Technical background
The essence of any electronic device course of work is energy conversion process, and this process always is accompanied by heating, and the root of heating is that any energy conversion process all can not be 100% efficient, the energy of less than 100% part all or great majority become heat.Along with the high frequencyization of electronic device, integrated, high power development, the caloric value and the density of heat flow rate of unit volume electronic device significantly increase, and electronic chip generally all reaches 5~10W/cm at present
2, extra high even reach 100W/cm
2More than.Along with the increase of temperature, the failure rate exponentially growth trend of electronic device, 10 ℃ of the every risings of ambient temperature, failure rate increase be twice above, have report to think to have 55% above electronic device to lose efficacy be design of Cooling System bad cause.The temperature that reduces device in a word will greatly improve the working life of device performance relevant with temperature and raising device.Because above-mentioned background, become an important academic research direction gradually about the cooling of electronic device.Existing heat dissipation design mode is divided into: passive type and active.Two kinds of radiating modes respectively have excellent lacking: it is totally low than active that passive heat radiation is made simple and easy and cost, and security reliability is its another advantage; But in the time will obtaining identical heat dissipation capacity, the shortcoming that is difficult to overcome in the big design often of the spatial volume of passive heat radiation.Comparatively speaking, active heat radiation is because dynamic equipment, and its cost increases, and security reliability reduces, but active heat radiation can significantly reduce volume under power-equipment auxiliary, and radiating efficiency is also high.In commercialization competition of today, satisfying radiating requirements is primary Consideration, and under heat-sinking capability is equal situation, the security reliability of product and production cost of products and maintenance cost then are another important consideration, therefore the heat radiation of passive type has clear superiority, and the passive heat radiation mode of positive research and development high efficiency and heat radiation ability has positive effect.
Summary of the invention
Goal of the invention of the present utility model provides a kind of miniature finned heat sink at the defective that exists in the prior art.The utility model adopts the metal material of high thermal conductivity coefficient to make little fin such as copper, connect little fin of staggered stack and constitute whole heat sink by solder joint, a heat sink face and the device contacts that needs heat radiation, other five faces all are the free air-flow heat sink inside of fin in a subtle way.The utility model belongs to the passive heat radiation mode, mainly comprise: fin that contains slit that the metal material of high thermal conductivity coefficient and high heat capacity is made and support solder joint, it is characterized in that interval 0.1~1mm is apart from the slit that is provided with 0.1~0.3mm between described each fin, the gradient of cracking is 25 °~55 °, heat sinkly be formed by stacking by the multilayer fin, the multilayer fin when stack by the staggered arrangement of the direction of cracking, heat sink thickness is 0.5~2cm, and the thickness of every 0.5cm is formed by stacking by 20~25 fins.Between every layer of fin by the support and connection of cylinder point.

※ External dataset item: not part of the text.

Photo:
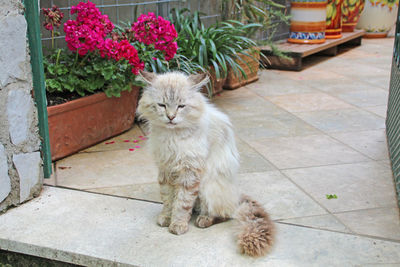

The utility model has the advantages that volume is little, area of dissipation is big, the radiating efficiency height, and good reliability has improved tens of times than the heat sink cooling effectiveness of traditional fin.
Description of drawings
Fig. 1 individual layer fin structure of the present utility model schematic diagram;
Fig. 2 double-deck fin structure schematic diagram of the present utility model.
1 fin, 2 cracks.
Embodiment
Further specify embodiment of the present utility model below in conjunction with accompanying drawing:
Basic theories according to thermal conduction study: the approach that strengthens heat-sinking capability shows as in the heat transfer formula and increases conductive coefficient (promptly reducing thermal resistance) or increase heat exchange area.Conductive coefficient is one and has comprised the various coefficient of colligation that influence the factor of heat conduction that the approach of optimizing conductive coefficient is more, also therefore difficult its optimization degree of estimation.And be simple and easy relatively and optimize approach intuitively by increasing heat exchange area.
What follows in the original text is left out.